I have spent the past 15 years traveling for both work and pleasure. My lifetime flight miles on my preferred airline is currently around 130,000. That doesn’t count flights I’ve taken using mileage redemption and on any number of other airlines. I’d estimate my total flight miles somewhere around 250,000. In all that time, I’ve picked up a few habits that have served me well. Here are my tips for you…
* Traveling alone with lots of luggage. It might seem like a good idea to park close to the airport. But when you park in the closest airport lot you have to manage to get all that luggage to the check-in counter on your own. If you choose a farther parking lot – either the airport provided “economy” parking or an off-site parking place, you will have a shuttle bus available to pick you up right at or very near your car. This bus will drop you right off at the sky-cap and check-in counter. A much easier way to arrive when you have more bags than hands.
* Roller-boards in the restroom. Ever tried to fit one of those carry-on bags into a tiny bathroom stall in the airport? It involves a precise navigation of bag, door and toilet. My advice – choose a more out of the way restroom and use the handicap stall. By choosing a slower traffic area you’ll be less likely to run into someone with an disability or a mother with a child waiting for the stall.
* Traveling in pairs on a 3 and 3 across plane. You and your spouse are having a nice getaway. You, of course, want to sit together. Even more ideal would be if you could have one of those rows of 3 all to yourselves. I guarantee you that if you select your seats as the window & middle or aisle & middle someone will snatch up the remaining aisle/window. Those seats are coveted. Leave one open and it’s sure to be taken. But if you select your seats as the window & aisle and leave the middle open it’s less likely to be taken by a fellow passenger. People will take all the other window/aisle seats first. If by chance the flight is full and someone does come along to sit in that middle seat, they will be thrilled when you tell them you are traveling together and would they rather have the window/aisle instead of that dreaded middle. It’s a win-win.
* Need extra legroom? Exit rows have lots of extra legroom. But if you want one, it helps to get to the airport early. Airlines only assign these seats at the airport. I believe the reason is that they want to see for themselves that you are physically of age and capable to manning the door if necessary. As soon as you arrive at the airport check-in, ask to be reassigned to an exit row. You may not get it, but you just might.

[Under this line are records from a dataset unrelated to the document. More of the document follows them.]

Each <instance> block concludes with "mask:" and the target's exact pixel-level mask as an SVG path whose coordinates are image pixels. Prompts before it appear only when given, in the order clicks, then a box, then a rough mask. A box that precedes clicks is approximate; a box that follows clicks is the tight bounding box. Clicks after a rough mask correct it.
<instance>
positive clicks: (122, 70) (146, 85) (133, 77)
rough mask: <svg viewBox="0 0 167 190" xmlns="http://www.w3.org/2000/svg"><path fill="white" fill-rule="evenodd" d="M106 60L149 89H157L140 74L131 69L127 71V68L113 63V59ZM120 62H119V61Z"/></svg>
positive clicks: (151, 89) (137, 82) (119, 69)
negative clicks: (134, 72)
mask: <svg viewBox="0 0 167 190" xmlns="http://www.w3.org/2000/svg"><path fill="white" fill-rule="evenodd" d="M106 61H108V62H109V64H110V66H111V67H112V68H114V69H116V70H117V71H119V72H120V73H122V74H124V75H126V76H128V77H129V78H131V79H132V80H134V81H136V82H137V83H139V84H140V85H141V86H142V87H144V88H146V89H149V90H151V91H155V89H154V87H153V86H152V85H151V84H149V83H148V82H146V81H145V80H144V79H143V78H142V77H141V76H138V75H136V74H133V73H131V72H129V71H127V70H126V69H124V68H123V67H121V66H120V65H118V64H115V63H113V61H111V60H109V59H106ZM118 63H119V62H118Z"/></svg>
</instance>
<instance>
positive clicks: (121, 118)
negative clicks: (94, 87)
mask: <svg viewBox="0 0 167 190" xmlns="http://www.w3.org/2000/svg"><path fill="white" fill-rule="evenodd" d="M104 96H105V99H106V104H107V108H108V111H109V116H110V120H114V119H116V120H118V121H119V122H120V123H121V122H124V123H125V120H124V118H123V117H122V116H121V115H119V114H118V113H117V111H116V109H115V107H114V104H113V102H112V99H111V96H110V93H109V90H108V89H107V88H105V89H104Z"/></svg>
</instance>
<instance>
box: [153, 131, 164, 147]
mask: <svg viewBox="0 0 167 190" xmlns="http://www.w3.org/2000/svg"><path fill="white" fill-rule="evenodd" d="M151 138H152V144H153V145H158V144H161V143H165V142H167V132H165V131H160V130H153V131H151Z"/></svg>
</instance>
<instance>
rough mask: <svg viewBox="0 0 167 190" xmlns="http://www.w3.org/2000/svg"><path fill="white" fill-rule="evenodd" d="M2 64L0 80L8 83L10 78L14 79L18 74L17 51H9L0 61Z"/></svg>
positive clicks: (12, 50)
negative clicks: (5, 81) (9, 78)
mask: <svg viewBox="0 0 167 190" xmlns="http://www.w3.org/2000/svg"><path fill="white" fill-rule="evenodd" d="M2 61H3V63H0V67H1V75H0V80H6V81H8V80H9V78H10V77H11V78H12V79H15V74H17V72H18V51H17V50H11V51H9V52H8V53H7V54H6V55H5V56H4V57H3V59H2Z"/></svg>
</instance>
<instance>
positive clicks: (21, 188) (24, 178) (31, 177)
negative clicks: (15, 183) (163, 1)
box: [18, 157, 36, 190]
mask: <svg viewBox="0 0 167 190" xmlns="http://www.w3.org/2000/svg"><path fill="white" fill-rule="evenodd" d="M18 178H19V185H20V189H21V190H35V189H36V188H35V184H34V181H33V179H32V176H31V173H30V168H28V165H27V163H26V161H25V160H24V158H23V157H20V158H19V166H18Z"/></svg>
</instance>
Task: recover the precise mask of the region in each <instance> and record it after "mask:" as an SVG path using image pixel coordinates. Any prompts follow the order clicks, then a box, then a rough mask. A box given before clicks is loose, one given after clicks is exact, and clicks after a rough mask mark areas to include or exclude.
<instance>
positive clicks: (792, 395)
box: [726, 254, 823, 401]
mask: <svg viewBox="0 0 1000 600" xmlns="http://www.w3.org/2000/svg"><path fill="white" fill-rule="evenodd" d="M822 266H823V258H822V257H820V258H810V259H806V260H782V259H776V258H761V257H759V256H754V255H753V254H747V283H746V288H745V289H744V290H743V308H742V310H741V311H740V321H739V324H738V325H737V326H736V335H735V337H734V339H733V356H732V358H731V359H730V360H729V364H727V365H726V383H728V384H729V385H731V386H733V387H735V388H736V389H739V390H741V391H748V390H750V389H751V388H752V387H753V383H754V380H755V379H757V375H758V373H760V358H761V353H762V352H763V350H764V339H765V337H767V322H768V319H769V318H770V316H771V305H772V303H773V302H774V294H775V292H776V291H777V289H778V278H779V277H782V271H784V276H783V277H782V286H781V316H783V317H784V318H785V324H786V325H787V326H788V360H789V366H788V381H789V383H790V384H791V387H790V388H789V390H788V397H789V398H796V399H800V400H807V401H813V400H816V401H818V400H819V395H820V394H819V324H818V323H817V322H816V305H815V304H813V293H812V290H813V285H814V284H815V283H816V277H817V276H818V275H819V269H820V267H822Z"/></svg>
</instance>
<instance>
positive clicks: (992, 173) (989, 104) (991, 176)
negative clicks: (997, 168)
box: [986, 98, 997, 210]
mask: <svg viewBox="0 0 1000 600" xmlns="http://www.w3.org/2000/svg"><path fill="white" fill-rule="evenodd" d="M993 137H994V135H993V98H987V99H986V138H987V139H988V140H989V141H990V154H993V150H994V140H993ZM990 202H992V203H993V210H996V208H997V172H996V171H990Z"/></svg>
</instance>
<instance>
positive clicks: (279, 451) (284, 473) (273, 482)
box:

* Like to recline? Never choose the last row of the plane or the row directly in front of an exit row. Usually, these seats do not recline. That’s not universally true but better safe than sorry.
* Check-in online. You can check in online 24 hours in advance of your flight on almost every US airline. By checking in early, you can review your seat selection and perhaps snag something slightly better than you were able to get originally. Trust me, savvy business travelers are checking in as soon as possible and taking all the good seats.
* Saved money by connecting but wish you could fly direct? I try to fly direct whenever possible. But sometimes the price differential is just too great to justify. If your departure and final destination cities have a direct flight between them, you may be able to get on that plane. This works best when the departure time for the direct flight is around the same time as your ticketed flight. When you arrive, go to the ticket counter and ask if the direct flight has remaining seats available. If it does, and you ask VERY nicely, the ticket agent can move you to the direct flight. If there is a stand-by list, you can be placed on that as well. Of course, if your ticketed flight leaves before the stand-by list is called you won’t want to wait around for it.
- You can also see if there are empty seats when you are doing your online check-in by searching for that flight as though you were going to purchase a ticket.
* Add the reservations number for the airline to your cell phone contact list. If your flight gets canceled, everyone will have to go stand in line at the counter at the gate to be re-ticketed. Get in line but as soon as you get in line, call the reservations number. There is a phone bank full of people available to help whereas at the counter there are only 1-3 gate agents helping perhaps hundreds of people. The reservations agents on the phone are able to rebook you just as easily as the gate agents. If you get to the gate agent before you reach someone on the phone, then you didn’t lose anything by sitting on hold for that time (except a few minutes of your cell phone time). But it is likely you’ll get someone on the phone first.
And the most important thing to remember when traveling…..
* Niceness goes a long way with airline and airport personnel. I know it’s easy to lose your cool when you’ve been bumped, delayed or otherwise maligned. But remember that these people have a job to do, just like you do. They are trying their best to get you where you need to be. And if they have a choice between helping a shouting, cursing, red-in-the-face bully or a mild-mannered person who asks with a smile and a please…. well, you guess who they are going to feel more inclined to assist.